C. O ARTIGO 276.º DO CPPT PREVÊ A POSSIBILIDADE DE IMPUGNAÇÃO DE QUAISQUER DECISÕES DO ÓRGÃO DA EXECUÇÃO FISCAL OU DE OUTRAS AUTORIDADES DA ADMINISTRAÇÃO TRIBUTÁRIA QUE AFETEM OS DIREITOS OU INTERESSES LEGÍTIMOS DO EXECUTADO OU DE TERCEIROS
D. PODEM, PORTANTO, SER OBJETO DA IMPUGNAÇÃO QUAISQUER DECISÕES DA ADMINISTRAÇÃO TRIBUTÁRIA NO PROCESSO DE EXECUÇÃO FISCAL QUE AFETEM DIREITOS OU INTERESSES LEGALMENTE PROTEGIDOS DOS INTERESSADOS.
E. ASSIM, ESTA RECLAMAÇÃO ESTÁ IGUALMENTE PREVISTA NO N.º 2 DO ARTIGO 103.º DA LGT QUE ESTABELECE QUE É GARANTIDO AOS INTERESSADOS O DIREITO DE RECLAMAÇÃO PARA O JUIZ DA EXECUÇÃO FISCAL DOS ATOS MATERIALMENTE ADMINISTRATIVOS PRATICADOS POR ÓRGÃOS DA AUTORIDADE TRIBUTÁRIA,
F. CONCLUI-SE ASSIM QUE É RECONHECIDO ESSE DIREITO DE OS PARTICULARES SOLICITAREM A INTERVENÇÃO DO JUIZ NO PROCESSO RELATIVAMENTE A QUAISQUER ATOS PRATICADOS NO PROCESSO DE EXECUÇÃO FISCAL PELA ADMINISTRAÇÃO TRIBUTÁRIA QUE TENHAM POTENCIALIDADE LESIVA.
G. TANTO MAIS QUE PARA «BB» A IMPORTÂNCIA DESTA RECLAMAÇÃO DECORRE DO FACTO DESTE MEIO PROCESSUAL SER MUITAS VEZES O ÚNICO MEIO A UTILIZAR.
H. O FACTO DE CONSTITUIR FUNDAMENTO DE OPOSIÇÃO JUDICIAL A SUSTENTAÇÃO DE QUE O RECLAMANTE NÃO É PARTE LEGÍTIMA NA EXECUÇÃO FISCAL EM CAUSA (SENDO A PARTE LEGÍTIMA A SUA MASSA INSOLVENTE), NÃO INVALIDA O FACTO DE TAL VIR A SER MENCIONADO NA RECLAMAÇÃO APRESENTADA, QUANDO É O ÚNICO MEIO PROCESSUAL À DISPOSIÇÃO.

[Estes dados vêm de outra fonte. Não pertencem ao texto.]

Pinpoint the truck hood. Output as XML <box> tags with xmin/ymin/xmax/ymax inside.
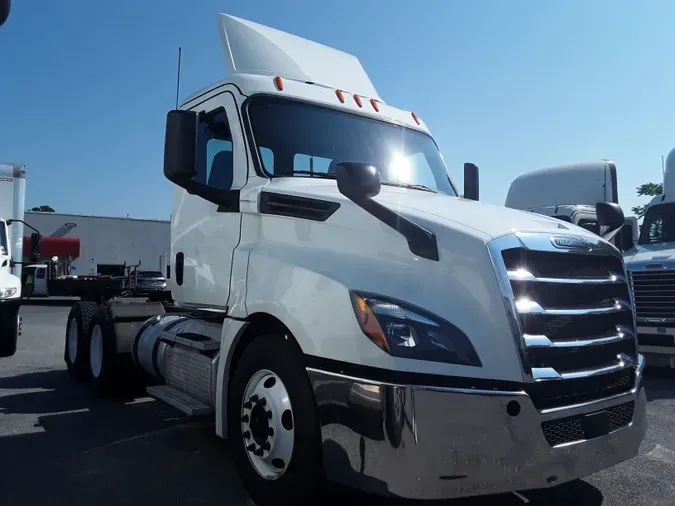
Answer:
<box><xmin>265</xmin><ymin>178</ymin><xmax>597</xmax><ymax>240</ymax></box>
<box><xmin>623</xmin><ymin>242</ymin><xmax>675</xmax><ymax>269</ymax></box>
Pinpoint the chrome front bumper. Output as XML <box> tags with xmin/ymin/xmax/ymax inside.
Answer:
<box><xmin>307</xmin><ymin>357</ymin><xmax>647</xmax><ymax>499</ymax></box>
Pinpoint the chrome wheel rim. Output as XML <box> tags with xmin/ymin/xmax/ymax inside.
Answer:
<box><xmin>241</xmin><ymin>370</ymin><xmax>295</xmax><ymax>480</ymax></box>
<box><xmin>89</xmin><ymin>325</ymin><xmax>103</xmax><ymax>378</ymax></box>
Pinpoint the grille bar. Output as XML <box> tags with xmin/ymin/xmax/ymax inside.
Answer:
<box><xmin>523</xmin><ymin>325</ymin><xmax>635</xmax><ymax>348</ymax></box>
<box><xmin>508</xmin><ymin>269</ymin><xmax>626</xmax><ymax>285</ymax></box>
<box><xmin>629</xmin><ymin>269</ymin><xmax>675</xmax><ymax>320</ymax></box>
<box><xmin>516</xmin><ymin>299</ymin><xmax>630</xmax><ymax>316</ymax></box>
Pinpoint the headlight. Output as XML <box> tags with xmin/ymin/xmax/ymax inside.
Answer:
<box><xmin>350</xmin><ymin>292</ymin><xmax>482</xmax><ymax>367</ymax></box>
<box><xmin>0</xmin><ymin>288</ymin><xmax>16</xmax><ymax>299</ymax></box>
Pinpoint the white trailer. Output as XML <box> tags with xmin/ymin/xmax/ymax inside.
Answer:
<box><xmin>65</xmin><ymin>15</ymin><xmax>646</xmax><ymax>506</ymax></box>
<box><xmin>0</xmin><ymin>163</ymin><xmax>26</xmax><ymax>357</ymax></box>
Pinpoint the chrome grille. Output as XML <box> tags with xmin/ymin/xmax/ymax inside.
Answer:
<box><xmin>490</xmin><ymin>233</ymin><xmax>638</xmax><ymax>409</ymax></box>
<box><xmin>630</xmin><ymin>269</ymin><xmax>675</xmax><ymax>322</ymax></box>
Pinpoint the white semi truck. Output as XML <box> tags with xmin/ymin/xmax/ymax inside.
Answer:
<box><xmin>0</xmin><ymin>163</ymin><xmax>26</xmax><ymax>358</ymax></box>
<box><xmin>504</xmin><ymin>160</ymin><xmax>639</xmax><ymax>251</ymax></box>
<box><xmin>624</xmin><ymin>145</ymin><xmax>675</xmax><ymax>369</ymax></box>
<box><xmin>65</xmin><ymin>14</ymin><xmax>646</xmax><ymax>506</ymax></box>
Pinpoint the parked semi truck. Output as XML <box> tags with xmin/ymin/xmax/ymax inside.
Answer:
<box><xmin>504</xmin><ymin>159</ymin><xmax>639</xmax><ymax>251</ymax></box>
<box><xmin>624</xmin><ymin>145</ymin><xmax>675</xmax><ymax>368</ymax></box>
<box><xmin>64</xmin><ymin>14</ymin><xmax>646</xmax><ymax>506</ymax></box>
<box><xmin>0</xmin><ymin>163</ymin><xmax>26</xmax><ymax>357</ymax></box>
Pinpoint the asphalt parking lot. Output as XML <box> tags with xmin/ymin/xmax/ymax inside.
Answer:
<box><xmin>0</xmin><ymin>301</ymin><xmax>675</xmax><ymax>506</ymax></box>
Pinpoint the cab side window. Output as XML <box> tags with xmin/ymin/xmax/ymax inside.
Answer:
<box><xmin>193</xmin><ymin>107</ymin><xmax>234</xmax><ymax>190</ymax></box>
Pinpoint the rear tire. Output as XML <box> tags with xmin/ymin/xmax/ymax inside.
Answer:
<box><xmin>87</xmin><ymin>304</ymin><xmax>137</xmax><ymax>397</ymax></box>
<box><xmin>228</xmin><ymin>334</ymin><xmax>323</xmax><ymax>506</ymax></box>
<box><xmin>0</xmin><ymin>304</ymin><xmax>20</xmax><ymax>358</ymax></box>
<box><xmin>63</xmin><ymin>302</ymin><xmax>98</xmax><ymax>383</ymax></box>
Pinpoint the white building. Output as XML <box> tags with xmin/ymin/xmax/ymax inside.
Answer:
<box><xmin>24</xmin><ymin>211</ymin><xmax>171</xmax><ymax>275</ymax></box>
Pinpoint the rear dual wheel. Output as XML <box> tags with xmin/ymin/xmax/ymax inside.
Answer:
<box><xmin>63</xmin><ymin>302</ymin><xmax>98</xmax><ymax>383</ymax></box>
<box><xmin>65</xmin><ymin>301</ymin><xmax>138</xmax><ymax>396</ymax></box>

I. EM BOM RIGOR, AO NÍVEL DO PRAZO DE INTERPOSIÇÃO, DAS FORMALIDADES DA PETIÇÃO INICIAL E DOS SEUS FUNDAMENTOS, A OPOSIÇÃO À EXECUÇÃO FISCAL DEVE OBEDECER A REQUISITOS ESPECÍFICOS, EM GRANDE PARTE ATINENTES AO PRAZO DE INTERPOSIÇÃO.
J. NA VERDADE, DE ACORDO COM AS ALÍNEAS A) E B) DO N.º 1 DO ARTIGO 203.º DO CPPT, A OPOSIÇÃO À EXECUÇÃO FISCAL DEVE SER APRESENTADA NO PRAZO DE 30 (TRINTA) DIAS A CONTAR DA CITAÇÃO PESSOAL, OU, NÃO A TENDO HAVIDO, DA PRIMEIRA PENHORA, BEM COMO DA DATA EM QUE TIVER OCORRIDO O FACTO SUPERVENIENTE OU DO SEU CONHECIMENTO PELO EXECUTADO.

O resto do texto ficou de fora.